# Expanding CAR T cell applications through high-throughput forward- and reverse immune engineering

> **NIH NIH DP2** · NEW YORK UNIVERSITY SCHOOL OF MEDICINE · 2024 · $1,525,500

## Abstract

Adaptive immunity is one of the most complex and clinically relevant aspects of human biology, where immune
cells have evolved over millions of years to discriminate non-self from self, and the dangerous from the
innocuous. Though cancer cells pose an intrinsic danger to an organism, their derivation from self enables them
to evade immune recognition.
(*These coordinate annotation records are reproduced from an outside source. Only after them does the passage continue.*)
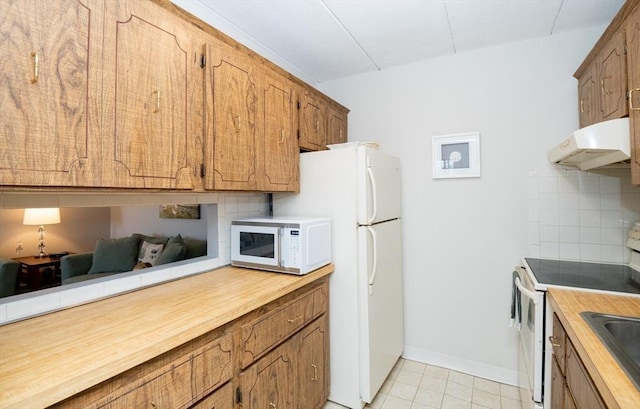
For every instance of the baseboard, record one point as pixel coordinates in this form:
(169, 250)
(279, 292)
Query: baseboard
(479, 369)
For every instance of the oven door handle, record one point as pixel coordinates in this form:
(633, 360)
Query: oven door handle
(530, 294)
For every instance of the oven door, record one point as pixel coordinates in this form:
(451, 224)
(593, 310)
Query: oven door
(530, 342)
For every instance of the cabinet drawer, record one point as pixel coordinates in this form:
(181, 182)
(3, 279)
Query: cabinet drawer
(171, 389)
(262, 334)
(558, 343)
(212, 366)
(582, 389)
(220, 399)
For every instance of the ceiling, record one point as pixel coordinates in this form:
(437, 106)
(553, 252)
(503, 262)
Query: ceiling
(322, 40)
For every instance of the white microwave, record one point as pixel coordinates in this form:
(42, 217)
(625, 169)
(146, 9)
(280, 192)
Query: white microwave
(288, 245)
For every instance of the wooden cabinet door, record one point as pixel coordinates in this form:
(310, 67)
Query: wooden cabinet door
(269, 383)
(632, 30)
(312, 122)
(588, 97)
(278, 151)
(231, 89)
(220, 399)
(153, 98)
(337, 125)
(49, 92)
(613, 79)
(584, 392)
(312, 365)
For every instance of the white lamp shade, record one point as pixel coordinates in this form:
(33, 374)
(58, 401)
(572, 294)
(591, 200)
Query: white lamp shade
(41, 216)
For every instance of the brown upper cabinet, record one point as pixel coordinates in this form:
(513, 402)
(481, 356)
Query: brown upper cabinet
(51, 75)
(249, 140)
(321, 121)
(140, 94)
(152, 96)
(632, 30)
(609, 79)
(337, 124)
(602, 85)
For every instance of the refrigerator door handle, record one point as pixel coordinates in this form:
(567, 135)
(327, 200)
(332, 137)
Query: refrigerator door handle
(374, 195)
(374, 268)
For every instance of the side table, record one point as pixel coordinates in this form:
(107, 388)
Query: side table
(35, 269)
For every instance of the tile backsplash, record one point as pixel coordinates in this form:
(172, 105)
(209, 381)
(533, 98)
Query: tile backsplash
(585, 216)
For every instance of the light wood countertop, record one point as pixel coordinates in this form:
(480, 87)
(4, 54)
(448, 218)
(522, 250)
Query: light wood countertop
(614, 385)
(46, 359)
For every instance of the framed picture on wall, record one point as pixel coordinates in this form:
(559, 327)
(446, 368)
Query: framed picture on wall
(180, 211)
(456, 155)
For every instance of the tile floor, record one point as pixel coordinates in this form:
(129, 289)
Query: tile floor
(414, 385)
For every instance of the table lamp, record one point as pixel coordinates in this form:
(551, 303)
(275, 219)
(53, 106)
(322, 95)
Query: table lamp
(42, 216)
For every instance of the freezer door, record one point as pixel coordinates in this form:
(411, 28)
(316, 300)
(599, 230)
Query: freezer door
(378, 186)
(380, 299)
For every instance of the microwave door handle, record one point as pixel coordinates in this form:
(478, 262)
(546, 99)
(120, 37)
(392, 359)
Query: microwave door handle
(527, 293)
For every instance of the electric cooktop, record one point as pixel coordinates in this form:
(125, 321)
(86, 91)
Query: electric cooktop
(595, 276)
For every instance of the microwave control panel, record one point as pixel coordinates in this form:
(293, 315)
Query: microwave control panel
(294, 247)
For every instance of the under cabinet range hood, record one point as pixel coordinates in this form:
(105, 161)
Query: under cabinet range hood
(604, 144)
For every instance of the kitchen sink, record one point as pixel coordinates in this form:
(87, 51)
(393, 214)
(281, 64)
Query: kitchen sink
(621, 335)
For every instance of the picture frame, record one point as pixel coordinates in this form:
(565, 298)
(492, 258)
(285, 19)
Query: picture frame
(456, 155)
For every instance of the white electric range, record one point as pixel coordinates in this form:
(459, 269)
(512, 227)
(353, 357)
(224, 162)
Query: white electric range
(533, 318)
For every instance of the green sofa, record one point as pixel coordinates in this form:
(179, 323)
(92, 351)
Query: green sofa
(114, 256)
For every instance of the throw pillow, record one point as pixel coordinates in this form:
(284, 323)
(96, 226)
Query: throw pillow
(149, 252)
(175, 251)
(114, 255)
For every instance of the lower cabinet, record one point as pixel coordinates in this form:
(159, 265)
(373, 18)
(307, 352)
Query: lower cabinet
(273, 357)
(571, 387)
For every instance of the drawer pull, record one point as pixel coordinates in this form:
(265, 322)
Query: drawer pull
(291, 321)
(36, 66)
(554, 342)
(157, 94)
(631, 107)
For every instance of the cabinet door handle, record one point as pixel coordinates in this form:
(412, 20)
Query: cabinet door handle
(631, 107)
(604, 91)
(553, 341)
(291, 321)
(36, 67)
(157, 94)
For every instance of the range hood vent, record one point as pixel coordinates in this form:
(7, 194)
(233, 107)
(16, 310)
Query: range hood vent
(604, 144)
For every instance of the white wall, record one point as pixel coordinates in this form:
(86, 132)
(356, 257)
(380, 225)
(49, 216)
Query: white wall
(462, 237)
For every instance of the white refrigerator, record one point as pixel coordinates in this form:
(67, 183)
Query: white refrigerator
(358, 187)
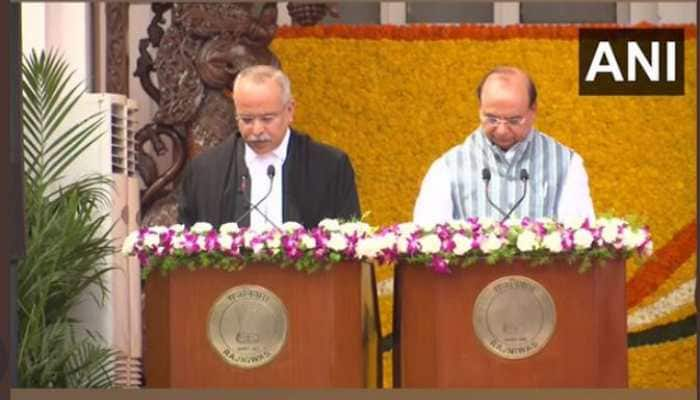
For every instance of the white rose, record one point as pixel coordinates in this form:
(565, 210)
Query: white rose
(430, 244)
(330, 224)
(179, 241)
(527, 240)
(609, 233)
(337, 242)
(274, 242)
(457, 224)
(201, 227)
(545, 221)
(291, 226)
(359, 228)
(462, 244)
(407, 228)
(308, 242)
(427, 227)
(226, 241)
(151, 240)
(229, 227)
(130, 243)
(552, 242)
(158, 229)
(583, 238)
(487, 223)
(177, 228)
(491, 243)
(258, 247)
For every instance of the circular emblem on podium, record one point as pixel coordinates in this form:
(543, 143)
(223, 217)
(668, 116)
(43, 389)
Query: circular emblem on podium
(514, 317)
(248, 326)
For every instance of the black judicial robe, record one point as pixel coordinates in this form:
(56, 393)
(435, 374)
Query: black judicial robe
(318, 182)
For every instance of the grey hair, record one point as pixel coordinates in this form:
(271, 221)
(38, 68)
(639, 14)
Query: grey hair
(263, 73)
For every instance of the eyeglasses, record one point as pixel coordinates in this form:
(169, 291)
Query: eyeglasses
(492, 120)
(265, 119)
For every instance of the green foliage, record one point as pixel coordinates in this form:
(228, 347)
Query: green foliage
(67, 243)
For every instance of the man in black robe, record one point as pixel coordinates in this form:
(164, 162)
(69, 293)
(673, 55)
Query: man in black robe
(317, 180)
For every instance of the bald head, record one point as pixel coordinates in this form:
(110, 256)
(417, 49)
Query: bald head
(509, 76)
(507, 106)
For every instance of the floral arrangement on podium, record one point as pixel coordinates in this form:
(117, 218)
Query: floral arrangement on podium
(440, 247)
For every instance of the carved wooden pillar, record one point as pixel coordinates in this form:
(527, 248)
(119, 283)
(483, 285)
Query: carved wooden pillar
(117, 60)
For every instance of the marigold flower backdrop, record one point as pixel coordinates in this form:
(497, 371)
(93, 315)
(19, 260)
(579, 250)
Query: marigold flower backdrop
(396, 98)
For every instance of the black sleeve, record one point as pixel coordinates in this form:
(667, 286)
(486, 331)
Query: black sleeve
(186, 203)
(346, 199)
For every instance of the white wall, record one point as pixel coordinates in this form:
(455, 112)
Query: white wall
(63, 27)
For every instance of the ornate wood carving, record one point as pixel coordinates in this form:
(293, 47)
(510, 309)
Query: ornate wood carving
(117, 47)
(197, 59)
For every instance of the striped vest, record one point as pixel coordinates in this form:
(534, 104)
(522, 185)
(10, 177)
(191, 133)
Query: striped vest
(545, 160)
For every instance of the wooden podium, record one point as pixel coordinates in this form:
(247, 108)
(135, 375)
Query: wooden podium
(435, 344)
(331, 338)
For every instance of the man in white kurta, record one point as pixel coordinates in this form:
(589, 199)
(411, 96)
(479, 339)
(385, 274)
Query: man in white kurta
(516, 158)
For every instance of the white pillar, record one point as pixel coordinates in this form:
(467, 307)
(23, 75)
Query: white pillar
(392, 13)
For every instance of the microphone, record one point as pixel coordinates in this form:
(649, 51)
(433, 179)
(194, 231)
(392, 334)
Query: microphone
(524, 176)
(243, 185)
(486, 176)
(271, 175)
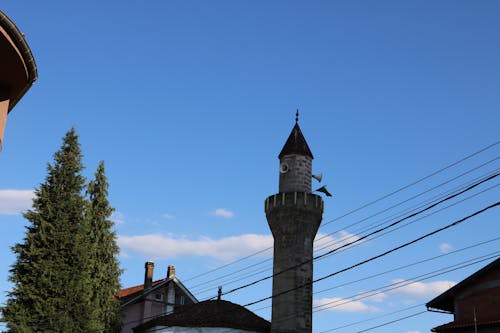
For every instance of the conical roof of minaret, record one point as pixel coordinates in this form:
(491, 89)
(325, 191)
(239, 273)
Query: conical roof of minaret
(296, 144)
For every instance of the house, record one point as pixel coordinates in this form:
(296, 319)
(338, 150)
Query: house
(212, 316)
(474, 303)
(141, 303)
(17, 68)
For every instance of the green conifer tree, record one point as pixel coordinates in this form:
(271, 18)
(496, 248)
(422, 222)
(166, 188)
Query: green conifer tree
(52, 288)
(105, 270)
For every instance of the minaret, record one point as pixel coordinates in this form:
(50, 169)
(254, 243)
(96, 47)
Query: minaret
(294, 215)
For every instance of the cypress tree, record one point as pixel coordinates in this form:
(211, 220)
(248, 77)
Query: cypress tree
(105, 270)
(52, 288)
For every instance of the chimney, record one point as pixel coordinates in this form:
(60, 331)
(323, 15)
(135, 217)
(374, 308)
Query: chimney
(148, 275)
(170, 271)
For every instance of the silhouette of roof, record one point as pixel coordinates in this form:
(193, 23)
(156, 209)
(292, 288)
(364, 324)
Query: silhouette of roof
(445, 301)
(466, 324)
(217, 313)
(133, 294)
(296, 144)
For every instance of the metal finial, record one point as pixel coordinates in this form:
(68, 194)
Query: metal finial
(219, 293)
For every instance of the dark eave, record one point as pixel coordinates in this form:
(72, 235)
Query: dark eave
(10, 34)
(209, 314)
(296, 144)
(445, 301)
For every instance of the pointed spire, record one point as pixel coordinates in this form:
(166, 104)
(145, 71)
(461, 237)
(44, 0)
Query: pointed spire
(296, 143)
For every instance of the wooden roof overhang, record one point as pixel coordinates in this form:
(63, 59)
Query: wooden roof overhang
(17, 69)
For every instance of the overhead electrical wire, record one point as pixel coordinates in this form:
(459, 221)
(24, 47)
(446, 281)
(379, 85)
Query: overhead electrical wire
(246, 276)
(343, 240)
(393, 321)
(373, 318)
(362, 206)
(411, 280)
(399, 284)
(365, 236)
(383, 254)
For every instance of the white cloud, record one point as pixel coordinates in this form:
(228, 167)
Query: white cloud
(445, 247)
(15, 201)
(325, 242)
(222, 212)
(337, 304)
(377, 297)
(157, 246)
(117, 218)
(420, 289)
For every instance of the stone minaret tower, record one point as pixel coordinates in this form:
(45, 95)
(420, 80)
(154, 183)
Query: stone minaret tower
(294, 215)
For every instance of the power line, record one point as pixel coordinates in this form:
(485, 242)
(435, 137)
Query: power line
(393, 321)
(242, 277)
(396, 285)
(372, 318)
(236, 279)
(467, 157)
(381, 254)
(365, 236)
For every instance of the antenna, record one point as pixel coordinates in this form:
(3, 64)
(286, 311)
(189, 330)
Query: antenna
(318, 177)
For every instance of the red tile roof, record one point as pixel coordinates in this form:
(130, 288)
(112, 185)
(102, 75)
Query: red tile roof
(210, 314)
(130, 292)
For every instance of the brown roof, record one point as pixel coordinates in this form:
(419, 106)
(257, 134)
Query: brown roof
(131, 292)
(445, 301)
(296, 144)
(210, 314)
(17, 69)
(464, 324)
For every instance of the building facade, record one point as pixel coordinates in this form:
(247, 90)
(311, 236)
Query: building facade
(17, 68)
(142, 303)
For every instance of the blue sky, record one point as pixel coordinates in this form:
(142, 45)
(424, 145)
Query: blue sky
(189, 103)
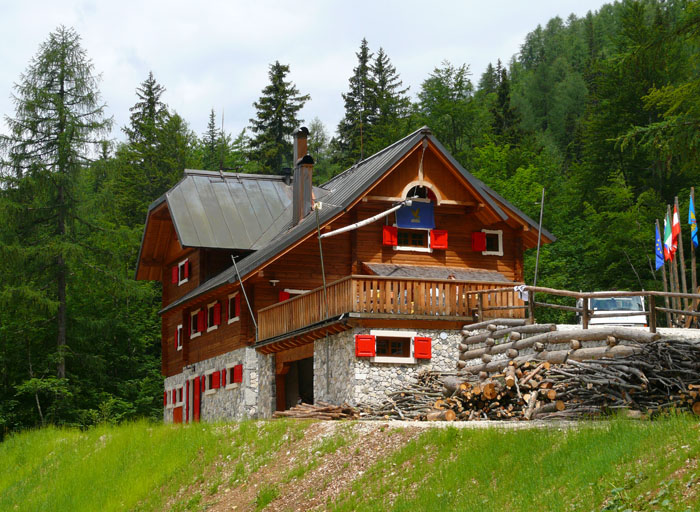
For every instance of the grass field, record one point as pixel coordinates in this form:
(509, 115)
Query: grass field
(608, 466)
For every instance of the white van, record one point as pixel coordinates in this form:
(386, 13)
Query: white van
(607, 306)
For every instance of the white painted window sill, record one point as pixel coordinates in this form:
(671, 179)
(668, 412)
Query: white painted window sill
(393, 360)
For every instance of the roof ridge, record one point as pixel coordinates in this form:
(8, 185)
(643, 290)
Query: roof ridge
(425, 129)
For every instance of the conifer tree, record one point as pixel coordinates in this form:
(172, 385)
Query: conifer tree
(276, 119)
(59, 121)
(351, 129)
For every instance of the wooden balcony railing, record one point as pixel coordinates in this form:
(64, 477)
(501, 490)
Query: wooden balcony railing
(392, 297)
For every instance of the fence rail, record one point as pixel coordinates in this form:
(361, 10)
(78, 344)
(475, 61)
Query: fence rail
(396, 297)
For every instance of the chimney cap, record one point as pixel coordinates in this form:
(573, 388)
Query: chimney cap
(302, 131)
(305, 160)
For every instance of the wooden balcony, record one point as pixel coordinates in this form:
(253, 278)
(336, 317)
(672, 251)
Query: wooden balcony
(391, 298)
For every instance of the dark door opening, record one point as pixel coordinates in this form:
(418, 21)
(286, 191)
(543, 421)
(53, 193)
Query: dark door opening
(299, 382)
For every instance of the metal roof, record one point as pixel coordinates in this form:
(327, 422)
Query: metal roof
(340, 192)
(435, 272)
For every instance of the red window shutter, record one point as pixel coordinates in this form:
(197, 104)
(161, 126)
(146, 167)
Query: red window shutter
(422, 347)
(217, 313)
(238, 373)
(438, 239)
(201, 318)
(478, 241)
(390, 235)
(364, 345)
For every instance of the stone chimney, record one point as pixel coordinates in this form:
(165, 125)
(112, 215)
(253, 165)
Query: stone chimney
(303, 175)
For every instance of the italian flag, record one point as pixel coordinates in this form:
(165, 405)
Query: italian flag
(675, 229)
(668, 239)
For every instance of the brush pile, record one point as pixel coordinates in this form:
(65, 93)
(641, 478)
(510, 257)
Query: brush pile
(320, 411)
(654, 376)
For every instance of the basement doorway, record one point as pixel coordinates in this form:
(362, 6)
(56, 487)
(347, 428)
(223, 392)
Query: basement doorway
(299, 382)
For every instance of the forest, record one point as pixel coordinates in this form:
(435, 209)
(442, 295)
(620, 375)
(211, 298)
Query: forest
(602, 111)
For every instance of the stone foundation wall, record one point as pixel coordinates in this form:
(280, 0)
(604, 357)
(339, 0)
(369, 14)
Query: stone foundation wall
(253, 398)
(340, 377)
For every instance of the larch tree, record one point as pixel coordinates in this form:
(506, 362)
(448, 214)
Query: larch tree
(276, 119)
(58, 127)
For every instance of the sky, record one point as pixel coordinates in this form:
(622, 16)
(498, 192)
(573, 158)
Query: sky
(216, 54)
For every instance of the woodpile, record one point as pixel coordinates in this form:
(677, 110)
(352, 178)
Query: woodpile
(320, 411)
(657, 375)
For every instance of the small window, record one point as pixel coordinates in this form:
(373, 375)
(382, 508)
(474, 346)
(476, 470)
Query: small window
(494, 242)
(194, 324)
(212, 321)
(234, 308)
(393, 347)
(183, 271)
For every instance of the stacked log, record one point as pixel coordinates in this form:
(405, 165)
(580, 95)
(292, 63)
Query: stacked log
(319, 411)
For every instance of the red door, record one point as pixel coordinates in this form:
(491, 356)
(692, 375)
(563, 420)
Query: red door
(196, 400)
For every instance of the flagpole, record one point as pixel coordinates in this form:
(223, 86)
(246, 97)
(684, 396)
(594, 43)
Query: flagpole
(674, 268)
(693, 277)
(663, 275)
(680, 251)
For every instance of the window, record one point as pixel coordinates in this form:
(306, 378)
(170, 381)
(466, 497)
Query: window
(494, 242)
(195, 323)
(393, 347)
(183, 272)
(234, 308)
(213, 316)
Nevertheless, an increased understanding of interactions between immune cells
and cancer cells has culminated in extraordinary cures in refractory cancers by harnessing the immune response.
However, the success of these therapies remains relegated to subsets of cancers (mostly leukemias and high
mutational tumors), owing largely to a lack of highly specific immunotherapy targets in the majority of cancers.
In my previous work, I developed new methods to identify novel tumor antigens and engineer a new class of
chimeric antigen receptors (CAR) T cells called peptide-centric (PC)-CAR T cell, which are capable of targeting
low mutational solid tumors. These PC-CAR T cells completely eradicate highly aggressive tumors in all
relevant preclinical models and are entering clinical trials in 2024. The process that I developed for generating
PC-CARs provides a roadmap that can be applied to all tumor types, significantly expanding the population of
patients that are eligible for CAR therapies (Yarmarkovich et al., Nature 2021). Having pioneered the first-
generation of PC-CARs, I am uniquely familiar with the challenges of the process and have carefully devised
strategies to improve this process such as to develop safer and more effective immunotherapies. The work
described in my DP2 is focused on developing new technologies that address two major bottle-necks in the
current CAR development process, identifying tumor-specific antigens and engineering antigen-specific
receptors. To identify tumor-specific targets, I describe a comprehensive immunoproteomic search tool that I
expect will uncover targets in any given tumor. I also propose new strategies for identifying logic-gated CAR
targets and methods to streamline their screening in a high-throughput manner. To generate safer and more
effective PC-CAR receptors, I describe new library systems that allows for screening of CAR T cells at an
unprecedented scale, enabling the efficient generation of 104 antigen-specific CAR clones and a system to screen
them in the most relevant contexts. I also describe an entirely new approach for developing CAR T cells through
“reverse engineering” the immune response from patients who have been cured of cancer using immune
checkpoint inhibitors. Finally, I describe new computational methods for de novo engineering of PC-CAR
receptors and in silico cross-reactivity screening that have the potential to dramatically scale PC-CAR
development. This multi-pronged strategy describes several new approaches, each of which can transform
the development of immunotherapies and benefit a large population of cancer patients if successful...

## Key facts

- **NIH application ID:** 10910581
- **Project number:** 1DP2CA301080-01
- **Recipient organization:** NEW YORK UNIVERSITY SCHOOL OF MEDICINE
- **Principal Investigator:** Mark Yarmarkovich
- **Activity code:** DP2 (R01, R21, SBIR, etc.)
- **Funding institute:** NIH
- **Fiscal year:** 2024
- **Award amount:** $1,525,500
- **Award type:** 1
- **Project period:** 2024-09-01 → 2027-08-31

## Primary source

NIH RePORTER: https://reporter.nih.gov/project-details/10910581

## Citation

> US National Institutes of Health, RePORTER application 10910581, Expanding CAR T cell applications through high-throughput forward- and reverse immune engineering (1DP2CA301080-01). Retrieved via AI Analytics 2026-05-26 from https://api.ai-analytics.org/grant/nih/10910581. Licensed CC0.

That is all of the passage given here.